When Halldór Laxness arrived in Stockholm in December 1955 to receive the Nobel Prize for Literature, he was not surprisingly inundated with congratulatory telegrams. Later he described how, while getting changed for a ceremonial dinner in the city, he listened to his assistant reading the telegrams aloud. "All sorts of pillars of culture and education, in the form of institutions and societies, had got in on the act, eminent VIPs and complete nobodies sent their regards, not forgetting the horde of friends, friends of friends and casual acquaintances that a wanderer inevitably picks up over the years on his travels through many countries," Laxness commented.
He wanted to be sure that he wouldn't neglect to thank anyone who deserved an immediate response. In the middle of the reading, he stopped his assistant and asked him to repeat the last telegram. "It was a hearty "lycka til" [ "congratulations"] from the Sundsvall Society of Pipe-Layers - the men who dig the sewers," explained Laxness and continued: "It was gratifying to find that the arbiters of bourgeois life counted themselves among my friends: distinguished colleagues and literary masters, national and international cultural institutions, not to mention the royal family and the banks. But what could thrill the heart like knowing oneself responsible for the fact that men who stand bent double over pipes deep in the ground, trying to get the water to flow through, should suddenly straighten their backs and climb out of their drain in the midst of the winter in Sundsvall in order to shout hurrah for literature? We came to the conclusion that if I could do any man honour with an interim expression of humble gratitude that evening, it should be none other than these men. So only one telegram was sent: To the Sundsvall Society of Pipe-layers."

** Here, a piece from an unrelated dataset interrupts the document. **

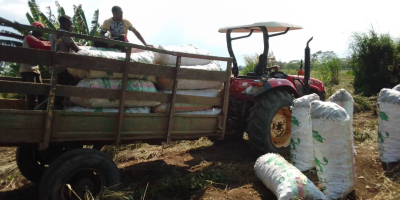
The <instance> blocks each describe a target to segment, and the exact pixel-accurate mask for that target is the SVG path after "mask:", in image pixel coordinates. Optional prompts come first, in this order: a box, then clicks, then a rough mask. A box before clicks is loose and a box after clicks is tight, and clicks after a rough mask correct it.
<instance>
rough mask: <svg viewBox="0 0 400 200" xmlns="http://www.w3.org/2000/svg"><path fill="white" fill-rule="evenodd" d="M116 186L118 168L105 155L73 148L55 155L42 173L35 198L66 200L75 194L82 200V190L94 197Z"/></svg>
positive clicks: (83, 192) (55, 199) (78, 198)
mask: <svg viewBox="0 0 400 200" xmlns="http://www.w3.org/2000/svg"><path fill="white" fill-rule="evenodd" d="M119 183H120V175H119V170H118V167H117V166H116V165H115V163H114V161H113V160H112V159H110V158H109V157H108V156H107V155H106V154H104V153H102V152H100V151H97V150H93V149H75V150H71V151H69V152H66V153H64V154H62V155H61V156H59V157H58V158H57V159H55V160H54V161H53V162H52V163H51V165H50V167H49V168H48V169H47V170H46V171H45V173H44V174H43V177H42V179H41V181H40V185H39V199H46V200H59V199H63V198H62V197H67V199H68V197H76V196H75V194H77V195H78V196H79V198H80V199H84V198H83V196H84V195H85V191H86V190H85V188H88V190H89V191H90V193H91V194H92V195H93V197H94V198H96V197H97V196H101V195H102V194H103V192H104V188H105V187H111V186H116V185H117V184H119ZM68 185H69V186H68ZM69 187H70V188H72V190H73V191H71V190H70V189H69ZM79 198H76V199H79ZM64 199H65V198H64ZM73 199H74V198H73Z"/></svg>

This little story about Halldór Laxness gives a good indication of his attitude to life. He never forgot where his roots lay - among the common people - and always exalted them in his writing. In his Nobel acceptance speech he asked himself: "What can fame and success give to an author?" And answered: "A measure of material well-being brought about by money? Certainly. But if an Icelandic poet should forget his origin as a man of the people, if he should ever lose his sense of belonging with the humble of the earth, whom my old grandmother taught me to revere, and his duty toward them, then what is the good of fame and prosperity to him?"